The Center for Tax Competition researches the impact of strong tax competition and the preservation of financial privacy on individual freedom and property.

Learning from What Works

The Swiss and other lower-tax states provide the necessary competition to keep the high-tax states from totally oppressing their citizens.

Economists, political scientists, reporters and pundits spend too much of their time looking at dysfunctional societies and trying to explain why there are poverty, joblessness and hopelessness. In many ways, Haiti is easy to explain - no rule of law and 200 years of corrupt and incompetent governments.

Switzerland is the polar opposite. It has almost no corruption and has the rule of law with honest, competent judges and government administrators. The question should be, "What can we learn from the Switzerlands of the world about how to do things right" rather than, "What is wrong with the Haitis of the world?" Switzerland manages to run a smaller government as a share of gross domestic product than the United States and most other countries while providing a higher level of service, security, prosperity and freedom. How does it do that?

In many ways, Switzerland seems unlikely to be such a long-term global success story. It is a small country with religious and language differences; nevertheless, the Swiss have managed to live peaceably together for a long time. It has few natural resources, yet it has managed to have one of the highest per capita incomes in the world. It has a world-class health care system, which is privately run. Health care insurance is subsidized, and everyone has access regardless of income, but there is no "public option."

Switzerland is not perfect, but it is clean, prosperous, well-managed, pleasant, humane and very free. In the more than three decades I have been coming to Switzerland, I have been convinced that the United States and the rest of the world can learn from many things the Swiss have done. The Swiss are practical rather than ideological, but they do revere liberty. They protect private property and free markets and restrain themselves from rampant deficit spending. The Swiss maintain a sound currency, which has been rising against the euro, dollar and pound. Capital, goods and services, with few exceptions, move freely into and out of the country.

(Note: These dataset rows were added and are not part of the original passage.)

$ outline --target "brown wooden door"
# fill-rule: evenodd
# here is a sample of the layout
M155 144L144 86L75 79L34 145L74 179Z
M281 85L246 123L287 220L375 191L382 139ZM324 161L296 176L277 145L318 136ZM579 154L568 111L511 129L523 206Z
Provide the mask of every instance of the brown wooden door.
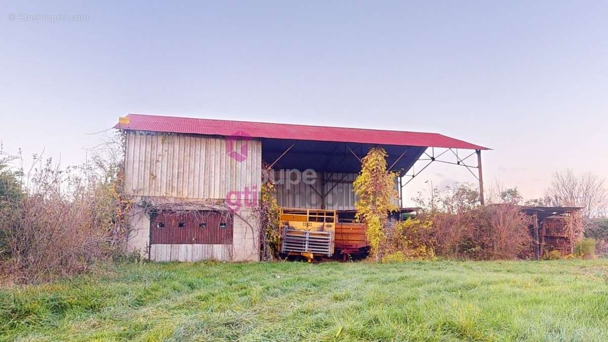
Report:
M162 211L150 222L150 243L229 245L233 222L227 211Z

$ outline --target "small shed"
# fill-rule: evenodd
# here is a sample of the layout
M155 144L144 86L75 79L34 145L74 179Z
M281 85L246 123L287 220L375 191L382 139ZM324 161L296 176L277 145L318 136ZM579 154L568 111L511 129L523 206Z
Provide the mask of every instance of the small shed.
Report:
M537 259L551 251L562 256L574 252L574 246L582 237L581 209L579 207L524 207L526 214L533 216L530 233L534 239Z

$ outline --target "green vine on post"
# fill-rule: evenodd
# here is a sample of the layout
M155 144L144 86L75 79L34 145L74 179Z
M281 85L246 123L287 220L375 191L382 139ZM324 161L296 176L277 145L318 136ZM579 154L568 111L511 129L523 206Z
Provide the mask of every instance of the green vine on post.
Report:
M268 166L263 165L262 170ZM266 172L272 172L272 170ZM281 247L281 234L279 223L281 208L277 203L275 194L277 189L269 175L262 177L265 180L261 184L261 218L262 227L262 259L271 260L278 255Z
M361 160L361 171L353 183L357 195L356 218L367 226L365 234L371 255L380 260L380 246L386 238L384 228L388 213L398 209L392 200L398 196L395 180L397 173L387 170L386 151L372 147Z

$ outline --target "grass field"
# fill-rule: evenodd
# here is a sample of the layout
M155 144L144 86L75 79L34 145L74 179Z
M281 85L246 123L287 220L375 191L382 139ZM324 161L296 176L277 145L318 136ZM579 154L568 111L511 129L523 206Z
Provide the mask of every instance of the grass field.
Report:
M608 260L127 264L0 289L5 340L608 340Z

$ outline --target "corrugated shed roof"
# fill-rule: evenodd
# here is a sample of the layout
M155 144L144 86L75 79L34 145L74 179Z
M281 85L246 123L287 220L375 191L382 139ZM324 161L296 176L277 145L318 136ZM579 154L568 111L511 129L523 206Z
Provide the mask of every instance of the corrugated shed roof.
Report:
M115 128L156 132L489 150L438 133L130 114Z

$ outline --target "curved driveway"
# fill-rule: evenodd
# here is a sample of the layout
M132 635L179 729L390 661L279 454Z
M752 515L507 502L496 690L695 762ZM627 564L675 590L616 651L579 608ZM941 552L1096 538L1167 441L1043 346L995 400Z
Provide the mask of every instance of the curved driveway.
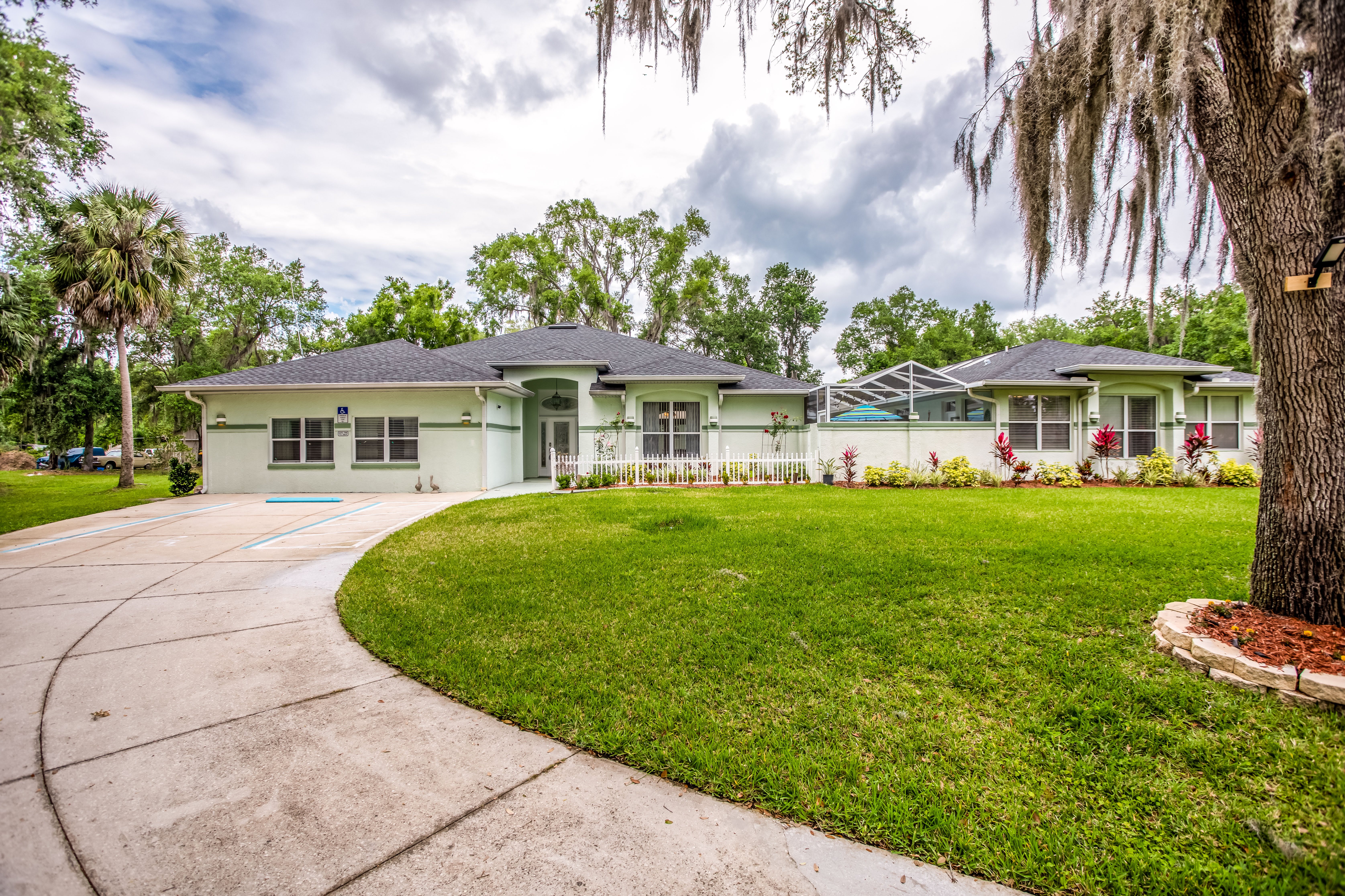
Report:
M265 497L0 536L0 893L1013 892L576 752L370 657L336 617L346 571L479 493Z

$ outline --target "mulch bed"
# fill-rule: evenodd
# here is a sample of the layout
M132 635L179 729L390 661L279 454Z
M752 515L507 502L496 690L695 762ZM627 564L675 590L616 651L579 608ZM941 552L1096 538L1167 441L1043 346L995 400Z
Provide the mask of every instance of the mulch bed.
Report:
M1206 638L1236 646L1248 660L1345 676L1345 662L1336 658L1345 652L1345 629L1314 626L1251 606L1225 606L1231 613L1227 619L1210 607L1202 607L1190 617L1190 627L1198 629ZM1248 630L1252 631L1250 642L1245 639Z

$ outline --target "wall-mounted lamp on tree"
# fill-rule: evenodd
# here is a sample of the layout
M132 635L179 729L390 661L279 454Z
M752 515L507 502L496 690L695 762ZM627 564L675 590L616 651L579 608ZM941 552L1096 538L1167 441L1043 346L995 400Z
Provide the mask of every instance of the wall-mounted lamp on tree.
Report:
M1322 247L1322 251L1317 253L1311 274L1286 277L1284 292L1293 293L1301 289L1330 289L1332 269L1340 262L1341 255L1345 255L1345 234L1332 236L1326 246Z

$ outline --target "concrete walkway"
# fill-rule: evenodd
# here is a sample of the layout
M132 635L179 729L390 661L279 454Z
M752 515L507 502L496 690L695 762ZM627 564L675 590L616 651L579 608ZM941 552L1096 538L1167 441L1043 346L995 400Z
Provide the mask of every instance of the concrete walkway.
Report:
M0 893L1009 893L448 700L332 595L496 493L191 496L0 536Z

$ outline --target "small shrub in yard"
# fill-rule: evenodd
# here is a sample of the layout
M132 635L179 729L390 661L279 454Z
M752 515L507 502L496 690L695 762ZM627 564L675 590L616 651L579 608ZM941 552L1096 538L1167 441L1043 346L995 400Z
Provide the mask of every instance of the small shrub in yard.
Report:
M964 489L968 485L975 485L979 478L975 467L971 466L971 461L968 461L964 454L959 454L958 457L940 463L939 472L943 473L944 482L955 489Z
M168 490L172 494L190 494L196 488L199 477L191 472L191 463L168 458Z
M1069 463L1052 463L1050 461L1037 461L1037 469L1032 478L1046 485L1061 485L1064 488L1077 488L1083 484L1079 472Z
M1251 463L1239 463L1237 461L1228 458L1224 461L1224 465L1219 467L1219 484L1237 486L1256 485L1256 467Z
M1173 455L1161 447L1155 447L1153 454L1141 454L1135 463L1139 466L1139 480L1145 485L1171 485Z
M841 451L841 469L845 470L845 484L854 485L854 467L859 463L859 449L846 445Z

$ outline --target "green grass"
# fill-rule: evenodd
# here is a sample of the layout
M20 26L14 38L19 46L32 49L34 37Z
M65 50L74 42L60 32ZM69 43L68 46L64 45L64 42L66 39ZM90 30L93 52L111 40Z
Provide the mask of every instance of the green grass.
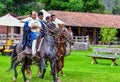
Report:
M94 46L95 47L95 46ZM65 57L63 71L65 77L60 74L61 82L120 82L120 59L116 62L118 66L111 67L110 60L98 60L99 64L91 64L92 58L87 57L92 53L93 47L84 51L72 51ZM0 55L0 82L13 82L13 70L6 72L10 67L10 57ZM32 67L32 79L30 82L53 82L50 76L50 67L43 79L37 77L37 66ZM20 66L18 66L17 82L23 82Z

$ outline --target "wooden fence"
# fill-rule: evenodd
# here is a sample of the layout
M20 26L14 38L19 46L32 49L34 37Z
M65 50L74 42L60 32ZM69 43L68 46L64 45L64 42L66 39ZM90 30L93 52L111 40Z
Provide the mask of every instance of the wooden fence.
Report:
M87 42L87 43L89 43L89 36L74 36L73 39L75 42Z
M21 34L8 34L8 39L12 39L13 40L13 44L18 43L22 38ZM7 35L6 34L0 34L0 45L5 45L6 44L6 40L7 39Z

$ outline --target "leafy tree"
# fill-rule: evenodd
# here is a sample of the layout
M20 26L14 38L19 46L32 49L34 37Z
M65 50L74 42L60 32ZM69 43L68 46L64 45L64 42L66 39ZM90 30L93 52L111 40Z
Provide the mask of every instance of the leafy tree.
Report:
M0 14L13 12L18 15L25 15L29 14L32 10L38 12L43 6L38 0L1 0Z
M84 12L103 13L105 6L100 0L83 0L84 1Z
M107 42L110 45L111 42L117 40L117 33L116 28L104 26L100 29L100 38L103 42Z
M115 0L115 6L112 9L112 13L120 15L120 1L119 0Z

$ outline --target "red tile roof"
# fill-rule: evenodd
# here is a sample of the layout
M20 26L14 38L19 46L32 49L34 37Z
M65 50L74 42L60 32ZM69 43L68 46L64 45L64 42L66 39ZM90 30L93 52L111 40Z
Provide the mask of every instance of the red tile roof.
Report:
M81 13L67 11L48 11L55 14L57 18L65 22L66 26L77 27L102 27L110 26L120 28L120 15Z

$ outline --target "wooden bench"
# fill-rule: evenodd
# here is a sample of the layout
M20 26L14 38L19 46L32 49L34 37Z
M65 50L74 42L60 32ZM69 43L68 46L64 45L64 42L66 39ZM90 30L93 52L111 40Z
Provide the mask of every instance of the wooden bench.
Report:
M95 54L87 55L88 57L92 57L91 64L97 63L96 59L107 59L111 60L111 66L117 65L116 59L119 58L118 53L120 53L120 49L118 48L94 48L93 52Z

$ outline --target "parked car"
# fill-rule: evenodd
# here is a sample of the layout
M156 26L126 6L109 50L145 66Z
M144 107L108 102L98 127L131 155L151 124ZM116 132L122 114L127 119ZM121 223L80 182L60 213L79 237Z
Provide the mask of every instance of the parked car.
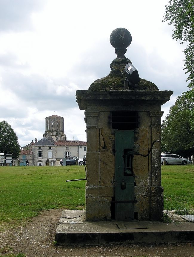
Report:
M187 165L187 164L191 163L190 160L187 158L183 158L180 155L171 153L161 155L161 163L162 165L164 164L164 158L166 159L166 164L181 164L182 165Z
M66 165L76 165L76 160L73 157L66 157Z
M84 164L84 161L83 159L79 159L78 157L76 156L72 156L72 157L73 158L74 158L76 160L78 160L78 165L83 165Z

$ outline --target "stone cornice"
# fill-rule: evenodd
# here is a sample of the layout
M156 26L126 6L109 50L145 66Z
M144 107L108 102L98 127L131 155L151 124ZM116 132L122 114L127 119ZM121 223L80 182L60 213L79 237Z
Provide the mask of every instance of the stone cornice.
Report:
M104 106L121 103L128 105L161 106L170 100L173 93L171 91L77 90L76 94L80 108L86 110L88 104Z

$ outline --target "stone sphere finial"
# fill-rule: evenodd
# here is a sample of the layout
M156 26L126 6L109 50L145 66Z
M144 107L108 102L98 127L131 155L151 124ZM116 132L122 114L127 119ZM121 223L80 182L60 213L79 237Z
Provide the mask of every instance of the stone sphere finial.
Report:
M115 48L117 58L125 58L127 48L131 43L132 38L130 32L123 28L115 29L110 34L110 42Z

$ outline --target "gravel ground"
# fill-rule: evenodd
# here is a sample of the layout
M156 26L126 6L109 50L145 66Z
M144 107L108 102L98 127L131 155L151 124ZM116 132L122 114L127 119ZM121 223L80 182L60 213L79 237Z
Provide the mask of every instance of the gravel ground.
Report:
M55 246L55 231L62 210L51 210L41 214L24 227L0 233L0 253L20 253L27 257L91 256L193 256L194 244Z

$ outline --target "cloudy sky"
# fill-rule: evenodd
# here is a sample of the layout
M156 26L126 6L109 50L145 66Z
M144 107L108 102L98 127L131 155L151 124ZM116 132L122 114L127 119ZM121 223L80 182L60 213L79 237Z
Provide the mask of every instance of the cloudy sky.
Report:
M187 91L184 46L162 22L168 0L0 0L0 121L14 129L21 146L42 138L45 117L64 118L67 140L86 140L84 111L76 100L110 72L116 58L113 31L130 32L125 54L141 78L177 96Z

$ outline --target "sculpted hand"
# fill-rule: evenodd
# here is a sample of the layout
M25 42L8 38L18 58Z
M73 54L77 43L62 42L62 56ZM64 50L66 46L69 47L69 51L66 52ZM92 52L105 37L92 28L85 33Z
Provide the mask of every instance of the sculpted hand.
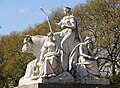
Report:
M55 23L56 25L59 25L58 23Z

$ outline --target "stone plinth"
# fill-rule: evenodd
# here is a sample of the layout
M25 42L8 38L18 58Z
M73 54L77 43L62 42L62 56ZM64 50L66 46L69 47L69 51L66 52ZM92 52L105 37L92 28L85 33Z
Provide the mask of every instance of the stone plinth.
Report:
M111 88L110 85L100 85L100 84L60 84L60 83L37 83L26 86L19 86L15 88Z

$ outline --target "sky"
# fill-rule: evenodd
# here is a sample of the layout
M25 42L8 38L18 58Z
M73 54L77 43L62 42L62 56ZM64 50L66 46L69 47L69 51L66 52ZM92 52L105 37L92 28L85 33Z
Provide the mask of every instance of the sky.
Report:
M79 3L86 3L86 0L0 0L0 35L22 32L29 25L42 23L46 16L40 7L50 14L58 7L73 8Z

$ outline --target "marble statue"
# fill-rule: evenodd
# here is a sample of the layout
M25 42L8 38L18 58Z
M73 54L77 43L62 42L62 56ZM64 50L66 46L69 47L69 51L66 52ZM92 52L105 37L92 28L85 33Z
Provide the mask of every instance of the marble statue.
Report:
M19 80L19 86L27 84L26 82L32 81L32 79L35 79L39 75L43 74L42 66L38 66L37 63L39 61L39 57L41 54L41 48L44 44L45 40L47 39L46 36L30 36L27 35L24 39L22 52L26 53L32 53L36 59L29 62L27 64L25 75ZM40 71L41 70L41 71Z
M22 51L32 53L36 59L27 64L19 86L45 82L87 83L84 78L97 79L100 75L92 38L86 37L83 42L71 8L65 7L64 13L66 16L56 23L62 31L24 38ZM81 79L77 82L76 78ZM88 80L88 83L96 83L96 80Z
M81 42L80 40L82 39L80 39L79 37L77 21L71 12L71 8L64 7L64 14L66 16L64 16L63 19L59 23L57 23L57 25L61 26L62 29L60 34L60 36L62 37L60 46L61 49L63 50L63 55L61 55L62 68L64 71L67 71L69 63L68 59L69 54L67 54L69 49L65 48L66 46L68 46L67 41L70 40L72 43L74 43L75 39L78 40L79 42Z
M56 76L60 73L60 49L58 42L53 37L52 32L48 33L48 40L44 42L41 49L40 62L42 61L44 64L42 77Z
M93 54L92 38L86 37L84 43L78 44L74 50L78 50L79 57L76 59L73 54L70 56L69 70L74 70L72 74L76 77L97 78L100 72Z

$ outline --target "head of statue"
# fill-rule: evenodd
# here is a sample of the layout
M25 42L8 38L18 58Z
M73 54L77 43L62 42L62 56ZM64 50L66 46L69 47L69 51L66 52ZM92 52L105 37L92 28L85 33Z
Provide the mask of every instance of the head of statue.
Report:
M64 7L64 14L65 14L65 15L67 15L67 14L70 14L70 15L71 15L71 13L72 13L72 12L71 12L71 8L65 6L65 7Z
M53 34L52 32L49 32L49 33L47 34L47 36L48 36L48 37L53 37L54 34Z
M92 43L93 42L92 37L88 37L88 36L85 38L84 41L87 42L87 43Z

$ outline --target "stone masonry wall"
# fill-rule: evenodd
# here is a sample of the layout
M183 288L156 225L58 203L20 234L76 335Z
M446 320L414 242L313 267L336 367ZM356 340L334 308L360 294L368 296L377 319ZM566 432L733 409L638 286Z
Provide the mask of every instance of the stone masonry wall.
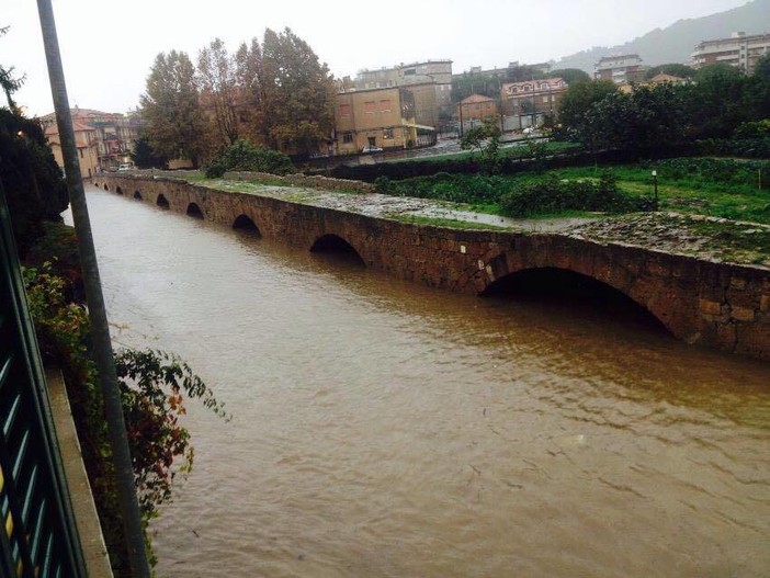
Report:
M262 236L309 250L325 235L348 241L366 267L457 293L480 294L518 271L558 268L621 291L677 338L770 360L770 271L565 235L455 230L375 218L166 178L103 175L112 192L231 226L249 217Z

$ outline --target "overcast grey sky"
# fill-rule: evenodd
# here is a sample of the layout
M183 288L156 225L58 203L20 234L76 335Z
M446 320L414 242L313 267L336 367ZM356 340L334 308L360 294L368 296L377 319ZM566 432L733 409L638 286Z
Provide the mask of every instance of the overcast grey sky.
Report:
M748 0L54 0L69 102L125 112L138 104L155 56L193 60L215 37L230 49L265 27L290 26L335 76L451 58L455 72L511 60L541 63L631 41L677 20ZM0 63L26 73L29 114L53 110L37 3L0 0ZM1 101L0 101L1 102Z

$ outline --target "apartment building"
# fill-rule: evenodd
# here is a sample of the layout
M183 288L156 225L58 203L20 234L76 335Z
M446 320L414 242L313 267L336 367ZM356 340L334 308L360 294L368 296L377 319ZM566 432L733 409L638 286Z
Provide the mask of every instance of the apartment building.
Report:
M335 155L364 148L407 148L417 143L415 97L404 88L352 90L337 94Z
M750 75L757 60L770 54L770 34L734 32L729 38L704 41L692 53L692 67L725 63Z
M97 129L87 124L72 121L75 131L75 146L78 149L78 163L80 165L80 177L90 179L99 172L99 143L97 140ZM54 152L54 159L59 168L64 169L64 155L61 152L61 138L56 124L48 124L45 128L45 137Z
M424 60L361 70L354 86L356 90L410 87L418 99L417 124L435 127L440 114L449 113L452 107L452 60ZM428 92L433 93L432 98Z
M465 125L472 126L475 122L485 118L497 118L499 111L495 99L483 94L471 94L467 99L460 101L455 107L455 116Z
M509 82L500 89L500 106L506 127L522 129L539 126L545 115L555 115L569 86L563 78Z
M643 82L648 69L638 54L604 56L595 65L593 78L611 80L615 84Z
M116 170L122 162L131 160L131 152L141 127L138 112L107 113L76 106L70 109L70 114L73 126L90 127L95 134L99 170ZM39 121L47 134L49 127L56 126L56 114L46 114Z

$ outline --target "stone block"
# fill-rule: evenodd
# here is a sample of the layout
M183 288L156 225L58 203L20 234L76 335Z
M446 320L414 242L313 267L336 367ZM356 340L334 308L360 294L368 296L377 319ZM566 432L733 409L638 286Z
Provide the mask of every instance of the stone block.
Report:
M713 316L722 315L722 304L718 302L701 299L699 307L702 314Z
M731 277L729 286L731 286L731 288L745 290L746 288L746 280L743 277L735 277L735 276Z
M736 321L754 321L755 316L755 310L748 307L733 306L731 309L731 317Z

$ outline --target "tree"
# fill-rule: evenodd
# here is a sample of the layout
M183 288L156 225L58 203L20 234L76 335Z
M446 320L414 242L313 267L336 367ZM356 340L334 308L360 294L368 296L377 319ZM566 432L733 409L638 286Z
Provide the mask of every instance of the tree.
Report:
M588 82L591 80L588 72L580 70L579 68L560 68L557 70L552 70L548 76L551 78L562 78L569 86L577 82Z
M134 143L131 160L133 160L134 165L139 169L162 169L169 163L168 158L156 154L145 136L140 136L137 138L136 143Z
M647 73L645 75L645 79L652 80L658 75L669 75L672 77L679 77L679 78L693 78L697 73L697 70L692 68L691 66L687 65L680 65L678 63L670 63L667 65L658 65L654 66L649 70L647 70Z
M591 151L600 148L604 135L592 107L615 92L618 87L609 80L571 84L558 105L558 118L568 138L582 143Z
M770 54L757 58L754 65L754 77L770 87Z
M593 103L589 114L602 145L644 156L682 145L690 128L686 90L668 83L637 87Z
M213 118L218 144L228 146L238 140L239 124L236 111L238 79L236 58L225 43L215 38L197 57L197 77L201 103L208 118Z
M262 47L257 38L241 43L235 54L240 133L254 143L264 143L262 128Z
M335 84L326 64L285 29L264 31L262 124L267 143L284 152L309 154L333 128Z
M44 220L60 220L69 204L67 185L41 125L0 107L0 185L23 258L43 235Z
M752 79L724 63L701 68L691 89L690 112L695 138L728 138L746 121L757 120Z
M197 167L205 150L201 139L204 122L190 57L177 50L160 53L140 102L152 149L170 159L189 159Z

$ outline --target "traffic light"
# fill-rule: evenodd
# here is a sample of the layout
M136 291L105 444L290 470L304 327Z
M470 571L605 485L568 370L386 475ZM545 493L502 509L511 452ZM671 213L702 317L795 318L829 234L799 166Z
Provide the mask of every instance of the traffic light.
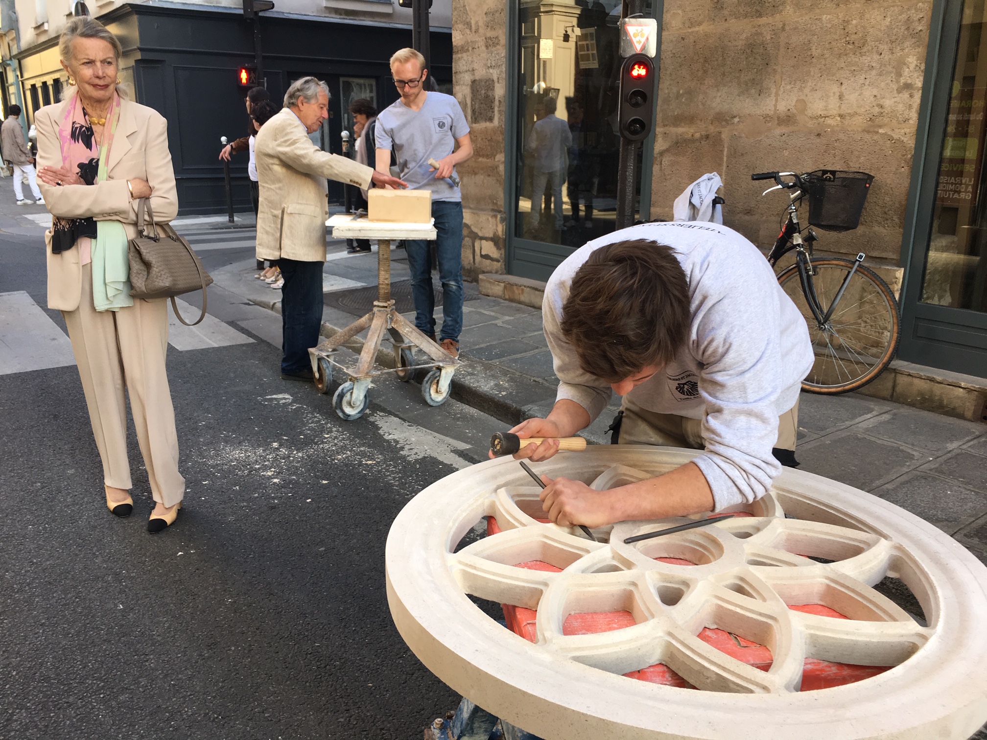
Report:
M237 70L237 84L247 90L257 87L257 65L244 64Z
M641 141L651 131L654 109L654 61L647 54L632 54L620 72L620 135Z
M244 0L244 18L251 20L257 18L258 13L266 10L273 10L274 4L270 0Z

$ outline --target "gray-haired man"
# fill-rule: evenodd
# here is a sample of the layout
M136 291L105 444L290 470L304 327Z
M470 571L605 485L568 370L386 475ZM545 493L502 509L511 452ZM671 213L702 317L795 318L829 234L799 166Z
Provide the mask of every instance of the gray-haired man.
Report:
M257 259L276 259L281 288L281 378L311 380L308 350L322 326L322 265L326 261L326 179L357 187L403 187L405 183L346 157L324 152L309 139L329 117L329 88L314 77L296 80L284 109L257 134L255 155L261 202Z

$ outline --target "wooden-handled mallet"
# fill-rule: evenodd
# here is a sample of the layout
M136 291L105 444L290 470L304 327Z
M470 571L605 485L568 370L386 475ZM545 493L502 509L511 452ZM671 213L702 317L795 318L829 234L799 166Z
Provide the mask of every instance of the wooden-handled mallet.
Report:
M528 437L521 439L510 432L497 432L491 437L491 451L496 458L501 455L513 455L515 452L520 452L522 447L527 447L530 444L540 445L546 439L558 439L560 452L564 450L579 452L586 449L586 440L582 437Z

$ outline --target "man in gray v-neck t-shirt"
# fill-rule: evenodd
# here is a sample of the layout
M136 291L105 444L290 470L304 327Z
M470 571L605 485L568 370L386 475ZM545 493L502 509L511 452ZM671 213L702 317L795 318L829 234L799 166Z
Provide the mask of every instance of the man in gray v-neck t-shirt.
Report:
M470 126L456 99L425 91L428 70L423 64L421 54L413 48L403 48L391 57L391 74L401 100L377 116L375 165L378 172L390 172L393 151L401 179L408 186L431 190L432 218L438 233L435 251L442 282L439 343L456 357L463 329L463 204L451 177L455 177L457 164L473 156L473 144ZM437 170L428 164L429 159L438 163ZM410 241L406 249L412 271L415 326L435 338L428 242Z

Long ago, the Swiss understood that most things government needs to do and constructively does are at the local level. So, unlike in most modern nation-states, local government has the bulk of the resources and activities, while the central government remains relatively small and less important in the daily lives of the people. In the U.S., roughly two-thirds of government is at the federal level, and one third is at the state and local level. Switzerland is just the opposite, with roughly two-thirds of government being at the state (canton) and local level. Both the United States and Switzerland are federal republics. If one reads the Federalist Papers and the other works of the American Founding Fathers, it is clear they envisioned a nation that operates much more like Switzerland than one with the large central government the U.S. now has.

The maximum marginal tax rate at the federal level in Switzerland is about 11.5 percent, while in the U.S., it will be more than 40 percent as a result of Obamacare and the planned expiration of the George W. Bush tax-rate cuts at the end of this year. In Switzerland, maximum income tax rates in the cantons range from 10.9 percent in Zug to about 30 percent in places like Geneva. In the U.S., state and local income tax rates range from zero in places like Texas and Florida to roughly 12 percent in New York City and California. Thus, the overall maximum income tax rate in Switzerland ranges from roughly 20 percent to 40 percent, depending on location, while in the U.S., the maximum rate ranges from 40 percent to 51 percent.

Switzerland also does not impose a capital gains tax, and most cantons allow large deductions for interest and dividends. On the negative side, Switzerland imposes a value-added tax (VAT) and a very small wealth tax. On the positive side, the average combined federal-canton corporate tax rate is 21.3 percent (and may be as low as 11.8 percent in some places) while in the U.S., the average combined federal-state rate is more than 40 percent.

One of the things most misunderstood about the Swiss is their financial privacy laws, which they view as a human rights issue. Pierre Bessard, executive director of the Institut Constant de Rebecque in Lausanne, noted: "These laws are a relevant part of the Swiss tax system in that tax authorities do not have access to any financial information not expressly declared by taxpayers. However, there is an anonymous withholding tax levied on interest and dividend income paid to residents (and now EU nonresidents), who have the option of claiming a full refund when filing their tax returns. Bank secrecy laws in Switzerland underscore the principle of self-declaration in a contractlike relationship between citizens and government and reflect a moral imperative that individuals have a right to privacy. Indeed, the laws were significantly strengthened in 1934, helping German Jews protect their assets from Nazi expropriation. Today, bank secrecy performs the same role, providing a safe refuge for victims of religious persecution, ethnic discrimination, political harassment, fiscal oppression, government instability and crime."

Without Switzerland, the world would be a far less prosperous and more repressive place. The Swiss and other low-tax states provide the necessary tax competition to keep the high-tax states from totally oppressing their citizens. Financial privacy stops evildoers, whether criminal gangs or criminal governments, from totally expropriating the assets of innocents. It is ironic that many of the countries criticizing Switzerland are engaged in fiscal mismanagement, including the United States, and abuse of the basic human right of privacy.

Richard W. Rahn is a senior fellow at the Cato Institute and chairman of the Institute for Global Economic Growth. This article was published in the Washington Times.